I feel smarter already! :lol:


----------



## zipper (Feb 27, 2008)

haha when i linked it i thought hmmm, damit there will definatley be one for victoria.
ok i'll drop it only if you share mcbigg with us 

cheers


----------



## salmonsnature (Apr 24, 2008)

zipper said:


> haha when i linked it i thought hmmm, damit there will definatley be one for victoria.
> ok i'll drop it only if you share mcbigg with us
> 
> cheers


NO ZIPPER DONT GIVE UP.  8) 
The yaks in vic go faster ;-)


----------



## zipper (Feb 27, 2008)

and catch more fish ;-)


----------



## salmonsnature (Apr 24, 2008)

ok maybe we should get back to the topic so what do u guys rekon?
But vic yaks still go faster 

cheers


----------



## zipper (Feb 27, 2008)

ok lets get over the fact that SA sucks and get back on topic.
so who in melbourne is up for this idea? especially with the upcoming tea tree comp this shall be primo time to try set something up

cheers


----------



## ratfish (Oct 21, 2008)

well being a Ballarat boy i don't really count as melbourne  
but definately be interested in this once i get my new 'yak sorted. can't have all those WA and especially the SA boys thinking they're better than us. Next thing you know people will claim Sydney is a fun place to live... i mean really


----------



## varp (Sep 12, 2005)

Hate to piss on your parade fellas, but where's the advantage over an admittedly cute little clubhouse with bunting your mum made tacked around the walls and a sign out the front saying "Melbourne Kayak Fishing Club for Special People" and this site?

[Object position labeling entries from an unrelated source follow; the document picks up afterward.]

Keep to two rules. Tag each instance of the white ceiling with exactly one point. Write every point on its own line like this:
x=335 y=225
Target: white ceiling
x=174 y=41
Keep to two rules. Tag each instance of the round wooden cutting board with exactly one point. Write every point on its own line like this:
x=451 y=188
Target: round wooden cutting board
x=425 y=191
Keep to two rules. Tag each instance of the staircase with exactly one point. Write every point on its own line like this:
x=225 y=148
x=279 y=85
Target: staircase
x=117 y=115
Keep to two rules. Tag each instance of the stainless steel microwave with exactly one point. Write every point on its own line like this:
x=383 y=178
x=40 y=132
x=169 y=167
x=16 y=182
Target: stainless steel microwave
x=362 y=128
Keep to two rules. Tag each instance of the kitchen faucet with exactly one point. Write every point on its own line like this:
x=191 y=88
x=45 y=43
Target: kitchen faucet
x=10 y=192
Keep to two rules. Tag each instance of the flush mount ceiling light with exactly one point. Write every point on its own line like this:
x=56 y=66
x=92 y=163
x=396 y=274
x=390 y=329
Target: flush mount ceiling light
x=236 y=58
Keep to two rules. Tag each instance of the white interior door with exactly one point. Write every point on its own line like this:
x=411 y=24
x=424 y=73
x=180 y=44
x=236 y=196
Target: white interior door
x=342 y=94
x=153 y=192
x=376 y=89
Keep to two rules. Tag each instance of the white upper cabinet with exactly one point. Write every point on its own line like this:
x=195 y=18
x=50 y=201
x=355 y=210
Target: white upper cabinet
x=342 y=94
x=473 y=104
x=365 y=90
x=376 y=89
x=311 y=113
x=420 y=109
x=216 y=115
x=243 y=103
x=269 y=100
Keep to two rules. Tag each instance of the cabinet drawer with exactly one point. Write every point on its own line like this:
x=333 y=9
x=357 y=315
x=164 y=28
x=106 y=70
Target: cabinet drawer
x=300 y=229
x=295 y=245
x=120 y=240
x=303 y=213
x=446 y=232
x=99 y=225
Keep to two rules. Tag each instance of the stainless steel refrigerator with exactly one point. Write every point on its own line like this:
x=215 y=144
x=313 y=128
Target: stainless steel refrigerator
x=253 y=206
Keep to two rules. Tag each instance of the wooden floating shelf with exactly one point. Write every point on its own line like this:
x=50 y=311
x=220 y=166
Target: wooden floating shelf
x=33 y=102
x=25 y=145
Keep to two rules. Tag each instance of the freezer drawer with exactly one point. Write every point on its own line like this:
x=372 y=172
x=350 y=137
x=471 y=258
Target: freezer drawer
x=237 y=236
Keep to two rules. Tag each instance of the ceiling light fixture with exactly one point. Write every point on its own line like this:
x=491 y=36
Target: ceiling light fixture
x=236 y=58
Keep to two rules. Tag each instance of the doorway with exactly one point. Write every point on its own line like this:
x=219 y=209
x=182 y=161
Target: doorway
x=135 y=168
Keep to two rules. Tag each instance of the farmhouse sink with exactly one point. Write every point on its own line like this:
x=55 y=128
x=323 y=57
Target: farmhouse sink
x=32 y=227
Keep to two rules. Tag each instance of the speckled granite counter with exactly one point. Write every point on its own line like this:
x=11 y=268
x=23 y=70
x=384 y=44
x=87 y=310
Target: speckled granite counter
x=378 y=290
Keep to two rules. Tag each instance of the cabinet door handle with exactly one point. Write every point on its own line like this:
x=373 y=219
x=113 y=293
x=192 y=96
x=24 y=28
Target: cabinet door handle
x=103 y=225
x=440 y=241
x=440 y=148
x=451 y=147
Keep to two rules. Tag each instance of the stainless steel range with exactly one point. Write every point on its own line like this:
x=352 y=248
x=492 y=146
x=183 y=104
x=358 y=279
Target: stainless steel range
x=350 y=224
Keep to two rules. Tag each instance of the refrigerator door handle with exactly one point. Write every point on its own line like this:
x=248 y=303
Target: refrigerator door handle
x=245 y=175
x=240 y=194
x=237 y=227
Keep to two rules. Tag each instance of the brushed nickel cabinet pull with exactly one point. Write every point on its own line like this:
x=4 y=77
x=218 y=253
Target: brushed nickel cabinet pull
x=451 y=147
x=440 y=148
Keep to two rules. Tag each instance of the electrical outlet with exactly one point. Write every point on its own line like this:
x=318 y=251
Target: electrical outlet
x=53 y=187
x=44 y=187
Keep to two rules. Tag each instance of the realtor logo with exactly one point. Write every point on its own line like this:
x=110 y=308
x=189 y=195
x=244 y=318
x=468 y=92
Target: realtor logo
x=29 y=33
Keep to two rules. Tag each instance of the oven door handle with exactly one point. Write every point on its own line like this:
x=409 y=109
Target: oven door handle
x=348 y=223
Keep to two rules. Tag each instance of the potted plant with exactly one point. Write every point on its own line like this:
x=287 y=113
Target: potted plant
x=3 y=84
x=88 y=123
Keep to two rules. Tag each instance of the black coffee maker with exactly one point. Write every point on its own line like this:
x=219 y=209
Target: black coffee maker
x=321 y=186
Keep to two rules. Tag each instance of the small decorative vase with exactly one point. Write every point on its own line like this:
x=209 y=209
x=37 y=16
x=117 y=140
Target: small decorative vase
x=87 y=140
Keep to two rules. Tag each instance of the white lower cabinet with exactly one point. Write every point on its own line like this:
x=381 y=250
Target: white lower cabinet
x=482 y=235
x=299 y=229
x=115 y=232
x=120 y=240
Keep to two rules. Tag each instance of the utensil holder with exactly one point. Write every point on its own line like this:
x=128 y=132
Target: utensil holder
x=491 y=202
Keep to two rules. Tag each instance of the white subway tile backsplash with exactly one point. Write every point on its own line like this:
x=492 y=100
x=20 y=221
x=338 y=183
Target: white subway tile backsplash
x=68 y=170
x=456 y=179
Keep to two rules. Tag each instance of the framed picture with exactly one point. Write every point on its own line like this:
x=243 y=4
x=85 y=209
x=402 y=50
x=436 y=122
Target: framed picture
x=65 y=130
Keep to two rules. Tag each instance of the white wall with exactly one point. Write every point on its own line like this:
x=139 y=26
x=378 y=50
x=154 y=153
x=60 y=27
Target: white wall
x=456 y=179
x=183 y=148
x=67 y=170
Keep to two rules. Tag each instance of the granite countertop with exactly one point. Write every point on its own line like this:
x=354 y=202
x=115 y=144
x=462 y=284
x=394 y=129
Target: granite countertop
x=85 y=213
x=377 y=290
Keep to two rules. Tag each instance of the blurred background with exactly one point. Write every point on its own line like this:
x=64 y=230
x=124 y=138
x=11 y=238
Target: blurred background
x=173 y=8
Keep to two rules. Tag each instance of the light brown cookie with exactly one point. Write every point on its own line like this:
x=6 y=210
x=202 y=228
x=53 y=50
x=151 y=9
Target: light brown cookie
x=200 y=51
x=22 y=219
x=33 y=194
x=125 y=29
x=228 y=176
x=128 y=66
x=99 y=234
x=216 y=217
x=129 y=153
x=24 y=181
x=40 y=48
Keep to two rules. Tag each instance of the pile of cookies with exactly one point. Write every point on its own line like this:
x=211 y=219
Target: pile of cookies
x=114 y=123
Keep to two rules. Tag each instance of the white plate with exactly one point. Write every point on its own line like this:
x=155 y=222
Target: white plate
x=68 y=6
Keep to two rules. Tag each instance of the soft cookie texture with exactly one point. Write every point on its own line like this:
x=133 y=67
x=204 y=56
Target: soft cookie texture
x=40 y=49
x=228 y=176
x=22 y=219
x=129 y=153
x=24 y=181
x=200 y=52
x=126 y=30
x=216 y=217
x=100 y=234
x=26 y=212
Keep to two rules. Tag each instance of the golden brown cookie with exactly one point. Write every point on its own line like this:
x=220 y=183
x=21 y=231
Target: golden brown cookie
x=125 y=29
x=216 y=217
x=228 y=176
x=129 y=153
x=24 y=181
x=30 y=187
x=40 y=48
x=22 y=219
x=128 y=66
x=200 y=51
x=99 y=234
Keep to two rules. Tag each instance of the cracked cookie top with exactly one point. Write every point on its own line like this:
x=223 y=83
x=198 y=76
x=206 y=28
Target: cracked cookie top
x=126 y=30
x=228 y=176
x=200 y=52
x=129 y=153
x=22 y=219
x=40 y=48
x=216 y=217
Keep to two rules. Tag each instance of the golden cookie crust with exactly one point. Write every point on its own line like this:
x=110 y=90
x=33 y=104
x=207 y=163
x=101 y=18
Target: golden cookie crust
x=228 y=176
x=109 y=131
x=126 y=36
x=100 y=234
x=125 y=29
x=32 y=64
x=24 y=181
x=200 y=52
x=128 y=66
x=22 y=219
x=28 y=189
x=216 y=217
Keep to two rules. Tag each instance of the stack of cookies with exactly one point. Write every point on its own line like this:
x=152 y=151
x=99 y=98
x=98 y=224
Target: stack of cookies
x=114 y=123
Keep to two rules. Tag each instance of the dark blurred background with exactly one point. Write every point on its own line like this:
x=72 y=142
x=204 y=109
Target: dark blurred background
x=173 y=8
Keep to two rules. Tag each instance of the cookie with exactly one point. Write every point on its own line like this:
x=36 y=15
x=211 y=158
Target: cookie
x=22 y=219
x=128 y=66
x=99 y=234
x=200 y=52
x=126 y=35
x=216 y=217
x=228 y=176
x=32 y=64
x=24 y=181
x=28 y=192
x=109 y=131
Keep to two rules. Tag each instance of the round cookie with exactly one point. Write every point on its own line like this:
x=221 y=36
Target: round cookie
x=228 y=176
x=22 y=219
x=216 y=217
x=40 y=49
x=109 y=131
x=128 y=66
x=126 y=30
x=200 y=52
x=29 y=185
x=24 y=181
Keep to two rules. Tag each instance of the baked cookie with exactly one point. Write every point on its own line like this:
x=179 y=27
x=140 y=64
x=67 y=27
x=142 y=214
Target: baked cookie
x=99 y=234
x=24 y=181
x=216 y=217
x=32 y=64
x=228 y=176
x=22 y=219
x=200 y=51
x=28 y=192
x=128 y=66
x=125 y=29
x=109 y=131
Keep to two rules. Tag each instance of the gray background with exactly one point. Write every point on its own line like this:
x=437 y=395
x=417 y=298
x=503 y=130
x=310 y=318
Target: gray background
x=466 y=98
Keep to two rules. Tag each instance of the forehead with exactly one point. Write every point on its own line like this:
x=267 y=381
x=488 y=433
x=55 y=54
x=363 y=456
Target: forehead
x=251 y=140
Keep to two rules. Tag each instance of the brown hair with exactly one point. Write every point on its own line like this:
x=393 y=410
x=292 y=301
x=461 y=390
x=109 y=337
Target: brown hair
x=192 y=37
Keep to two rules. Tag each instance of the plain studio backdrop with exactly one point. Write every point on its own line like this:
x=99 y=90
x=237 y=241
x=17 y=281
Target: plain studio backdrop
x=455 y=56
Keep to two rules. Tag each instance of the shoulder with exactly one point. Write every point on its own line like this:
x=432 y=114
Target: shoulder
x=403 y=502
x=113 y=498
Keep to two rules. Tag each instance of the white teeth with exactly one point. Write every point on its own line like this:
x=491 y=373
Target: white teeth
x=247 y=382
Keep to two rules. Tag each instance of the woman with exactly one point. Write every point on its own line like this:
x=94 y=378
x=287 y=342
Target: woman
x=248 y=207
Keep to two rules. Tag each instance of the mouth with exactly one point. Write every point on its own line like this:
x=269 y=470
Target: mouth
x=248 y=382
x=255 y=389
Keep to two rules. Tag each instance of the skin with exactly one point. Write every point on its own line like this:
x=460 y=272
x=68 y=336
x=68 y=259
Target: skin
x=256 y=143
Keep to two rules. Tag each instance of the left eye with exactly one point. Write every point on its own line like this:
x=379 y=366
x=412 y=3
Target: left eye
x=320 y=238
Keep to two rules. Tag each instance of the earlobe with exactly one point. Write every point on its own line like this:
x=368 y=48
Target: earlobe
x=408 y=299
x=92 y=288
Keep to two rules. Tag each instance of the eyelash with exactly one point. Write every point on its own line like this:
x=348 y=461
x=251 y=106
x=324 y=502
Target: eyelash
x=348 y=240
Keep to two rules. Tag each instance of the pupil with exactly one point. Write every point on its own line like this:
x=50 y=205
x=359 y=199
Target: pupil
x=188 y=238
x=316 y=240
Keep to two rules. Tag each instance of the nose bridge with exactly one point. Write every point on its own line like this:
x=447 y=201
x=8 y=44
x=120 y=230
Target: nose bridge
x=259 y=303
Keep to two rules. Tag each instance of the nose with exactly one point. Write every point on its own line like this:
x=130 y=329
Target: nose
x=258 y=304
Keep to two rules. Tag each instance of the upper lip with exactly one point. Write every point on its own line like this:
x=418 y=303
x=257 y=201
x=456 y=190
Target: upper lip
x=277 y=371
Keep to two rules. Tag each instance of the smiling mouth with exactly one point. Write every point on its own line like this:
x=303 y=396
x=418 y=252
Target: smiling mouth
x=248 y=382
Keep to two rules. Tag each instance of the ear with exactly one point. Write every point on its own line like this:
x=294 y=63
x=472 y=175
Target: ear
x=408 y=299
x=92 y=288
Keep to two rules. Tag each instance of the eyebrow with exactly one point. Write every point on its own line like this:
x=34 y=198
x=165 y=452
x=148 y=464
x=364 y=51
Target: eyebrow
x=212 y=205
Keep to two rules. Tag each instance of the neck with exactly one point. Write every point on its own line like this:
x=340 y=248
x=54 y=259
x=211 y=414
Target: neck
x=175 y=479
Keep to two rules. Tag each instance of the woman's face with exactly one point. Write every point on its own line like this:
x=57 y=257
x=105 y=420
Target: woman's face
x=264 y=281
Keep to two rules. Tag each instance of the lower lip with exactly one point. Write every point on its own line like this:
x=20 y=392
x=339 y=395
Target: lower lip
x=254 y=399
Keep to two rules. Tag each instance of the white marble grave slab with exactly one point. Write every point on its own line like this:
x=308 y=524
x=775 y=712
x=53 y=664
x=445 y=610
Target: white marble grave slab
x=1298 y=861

No fees, insurance, interminable meetings over who knicked the petty cash (and where the fcuk IS the treasurer?) No fundraisers, raffles, stupid comps and BBq's that you feel duty bound to attend. No longwinded presidents with delusions of grandeur, personal hygiene issues and whose best mate is a two faced prick that bares a striking resemblance to Hitler.

Nahhh....call it AKFF and leave it at that.


----------



## mattyp (Mar 7, 2008)

varp said:


> Hate to piss on your parade fellas, but where's the advantage over an admittedly cute little clubhouse with bunting your mum made tacked around the walls and a sign out the front saying "Melbourne Kayak Fishing Club for Special People" and this site?
> 
> No fees, insurance, interminable meetings over who knicked the petty cash (and where the fcuk IS the treasurer?) No fundraisers, raffles, stupid comps and BBq's that you feel duty bound to attend. No longwinded presidents with delusions of grandeur, personal hygiene issues and whose best mate is a two faced prick that bares a striking resemblance to Hitler.
> 
> Nahhh....call it AKFF and leave it at that.


What Varp said! Alot of hassles with clubs of this sort. What we do need is to organise a pub night every now and then, to put some faces to names(and drink some piss). Salmonsnature and Zipper - You got your I.D. organised? ;-)


----------



## zipper (Feb 27, 2008)

haha its unfortunate when your bro turned 18 in august but you actually look your age lol 
But i think what matty/ varp is true. We just need get togethors and what not


----------



## bigbulki (Aug 17, 2008)

pub night sounds like a good idea


----------



## GoneFishn (May 17, 2007)

Fish the morning :lol: , have a BBQ  , Get drunk :twisted: :lol: :lol: 
In other words Social gathering, could be organised for every quarter (every 4 months ;-) ) in different spots around the bay to make it fair for everybody. BYO food and drink? :? (drink responsible if driving please :twisted: ) We could maybe have a comp for the days fishing, biggest fish?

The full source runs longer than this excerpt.